Approfondisce infatti il progetto Cucina Sonora ed appassionandosi sempre di più al mondo della musica elettronica giunge alla decisione di trasferirsi a Berlino, nel settembre 2015, per frequentare il corso di Electronic Music Production & Performance all’università dBs Music School. Nel dicembre dello stesso anno pubblica un EP con il frutto di questa prima esperienza. Nell’estate 2016, con il suo progetto Cucina Sonora, rientra tra le migliori 100 band della Toscana, all’interno del bando regionale “Toscana 100 Band” vincendo un premio di 5000€. Nel 2017 esce il primo album d’esordio dal titolo “Evasione”, per Toys for Kids Records ed a questo segue il tour in Italia, con alcune date all’estero.

Durante la sua permanenza a Berlino continua ad alimentare la passione ed approfondire la conoscenza della musica in ambito cinematografico e realizza la sonorizzazione per più cortometraggi, alcuni dei quali cinematografici, altri installazioni Audio / Video.

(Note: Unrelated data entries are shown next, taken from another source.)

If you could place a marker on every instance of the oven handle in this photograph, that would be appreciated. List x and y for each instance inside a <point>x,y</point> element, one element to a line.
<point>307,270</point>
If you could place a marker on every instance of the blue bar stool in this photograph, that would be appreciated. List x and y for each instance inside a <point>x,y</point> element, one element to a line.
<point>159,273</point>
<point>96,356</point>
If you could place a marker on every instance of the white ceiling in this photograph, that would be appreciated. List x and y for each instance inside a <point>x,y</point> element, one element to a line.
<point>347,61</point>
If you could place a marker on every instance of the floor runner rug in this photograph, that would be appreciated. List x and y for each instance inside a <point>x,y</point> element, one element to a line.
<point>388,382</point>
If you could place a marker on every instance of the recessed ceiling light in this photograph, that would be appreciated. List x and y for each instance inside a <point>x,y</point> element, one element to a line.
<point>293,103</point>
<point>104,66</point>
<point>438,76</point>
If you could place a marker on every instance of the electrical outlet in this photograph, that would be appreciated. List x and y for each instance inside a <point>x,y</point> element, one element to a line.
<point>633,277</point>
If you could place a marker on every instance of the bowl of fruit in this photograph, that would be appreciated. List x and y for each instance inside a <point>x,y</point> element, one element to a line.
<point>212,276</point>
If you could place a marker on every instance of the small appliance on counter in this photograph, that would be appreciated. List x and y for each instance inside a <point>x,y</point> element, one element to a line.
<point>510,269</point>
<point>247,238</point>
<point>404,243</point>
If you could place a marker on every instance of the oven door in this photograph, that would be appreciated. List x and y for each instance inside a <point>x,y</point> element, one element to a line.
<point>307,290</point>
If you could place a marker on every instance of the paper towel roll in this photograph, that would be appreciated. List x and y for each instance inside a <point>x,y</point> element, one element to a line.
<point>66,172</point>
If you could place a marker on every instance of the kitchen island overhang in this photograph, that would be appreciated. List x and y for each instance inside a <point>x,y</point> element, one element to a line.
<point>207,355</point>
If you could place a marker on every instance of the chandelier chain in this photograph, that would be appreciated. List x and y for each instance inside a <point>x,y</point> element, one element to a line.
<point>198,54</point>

Nel settembre 2018 si laurea (Bachelor of Arts) presso la dBs Music School con la tesi “How does music affect movies?”. Rientrato da Berlino decide di trasferirsi a Milano dove inizia a collaborare con il Massive Arts Studios in qualità di insegnante di pianoforte. Nello stesso tempo inizia a tenere un corso di Produzione di Musica Elettronica presso la Scuola Internazionale Musicale di Milano (SIMM), oltre all’insegnamento del pianoforte.

Nel 2020 firma un contratto discografico con INRI ed editoriale con Sugar Music, pubblicando a gennaio il primo singolo “Notte”.

Attualmente Cucina Sonora ha uno storico di più di 80 date in tutta Italia e non, durante le quali ha avuto il piacere e l’onore di condividere il palco con artisti del calibro di Godblesscomputers, Fricat, Stèv, Machweo, Aucan, Go Dugong e altri… esibendosi su alcuni dei palchi più importanti di Italia, tra cui Collisioni Festival, A Night Like This Festival, Estate Sforzesca e molti altri.

Il 18 settembre esce su tutti i portali il nuovo singolo “Dormiveglia” che sarà seguito da alcune date live con un nuovo set.

L’ultimo singolo di questo ciclo sulla notte esce il 28 gennaio, “Onironauta” insieme al video diretto da Bianca Pizzimenti sotto la direzione artistica di Alberto Scotti.